BACKGROUND: The herbal medicine Sairei-to is efficacious in renal diseases where mesangial proliferation is a key event. We examined whether Sairei-to inhibits proliferation of cultured rat mesangial cells and investigated its mechanism of action. METHODS: The effect of Sairei-to on [(3)H]-thymidine incorporation stimulated by serum was assessed. Cell cycle was analyzed by flowcytometry. Extracellular signal-regulated kinase (ERK) activity was determined by immunecomplex kinase assay. Tyrosine phosphorylation of cellular proteins, and phosphorylation of ERK and Raf-1 were analyzed by immunoblot.
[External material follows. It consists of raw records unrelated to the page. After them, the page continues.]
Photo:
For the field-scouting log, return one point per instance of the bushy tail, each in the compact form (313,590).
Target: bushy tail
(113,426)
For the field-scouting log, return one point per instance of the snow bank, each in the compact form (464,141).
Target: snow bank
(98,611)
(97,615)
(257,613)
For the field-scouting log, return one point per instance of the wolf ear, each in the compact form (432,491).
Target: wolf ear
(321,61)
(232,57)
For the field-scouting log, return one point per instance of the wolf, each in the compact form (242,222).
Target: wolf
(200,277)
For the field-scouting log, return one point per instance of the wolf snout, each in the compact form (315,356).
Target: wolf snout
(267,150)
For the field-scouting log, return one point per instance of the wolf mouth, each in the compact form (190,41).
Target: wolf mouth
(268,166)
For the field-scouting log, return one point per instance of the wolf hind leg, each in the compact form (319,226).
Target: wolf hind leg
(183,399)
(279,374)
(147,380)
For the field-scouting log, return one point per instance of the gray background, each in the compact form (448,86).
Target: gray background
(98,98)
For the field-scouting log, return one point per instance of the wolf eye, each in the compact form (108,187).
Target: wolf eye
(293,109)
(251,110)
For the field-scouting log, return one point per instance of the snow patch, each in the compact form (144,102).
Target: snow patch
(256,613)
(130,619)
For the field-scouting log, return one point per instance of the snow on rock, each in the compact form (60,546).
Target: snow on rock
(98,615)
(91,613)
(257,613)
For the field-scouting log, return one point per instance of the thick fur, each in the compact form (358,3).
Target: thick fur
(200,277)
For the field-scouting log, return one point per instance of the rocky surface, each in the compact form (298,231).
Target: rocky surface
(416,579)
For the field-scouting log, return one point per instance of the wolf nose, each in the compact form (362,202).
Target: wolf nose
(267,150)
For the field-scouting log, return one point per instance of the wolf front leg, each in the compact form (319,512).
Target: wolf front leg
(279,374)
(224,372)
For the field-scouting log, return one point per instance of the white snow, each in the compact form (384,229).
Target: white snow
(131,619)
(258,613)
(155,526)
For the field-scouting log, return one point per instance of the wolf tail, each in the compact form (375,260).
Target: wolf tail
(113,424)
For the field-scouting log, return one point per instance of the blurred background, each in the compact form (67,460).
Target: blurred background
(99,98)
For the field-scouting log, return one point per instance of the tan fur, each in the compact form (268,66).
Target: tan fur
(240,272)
Cyclic AMP was measured by radioimmunoassay. RESULTS: Incubation of mesangial cells for 18 h with water-soluble but not insoluble fraction of Sairei-to inhibited serum-stimulated [(3)H]-thymidine incorporation. In subsequent experiments, water-soluble fraction, at a dose required for a half-maximal response (2 mg/ml), was used. Sairei-to inhibited S-phase entry stimulated by serum. Serum-induced tyrosine phosphorylation of p44 and p42 ERK was inhibited by Sairei-to, but that of other cellular proteins was not affected. Suppression of serum-stimulated ERK activation by Sairei-to was confirmed by immunecomplex kinase assay. Activation of Raf-1, an upstream activator of ERK, was also attenuated by Sairei-to. Incubation of cells with Sairei-to significantly increased the generation of cAMP. CONCLUSIONS: Sairei-to inhibits serum-induced DNA synthesis of rat mesangial cells by suppressing Raf-1/ERK cascade probably via cAMP.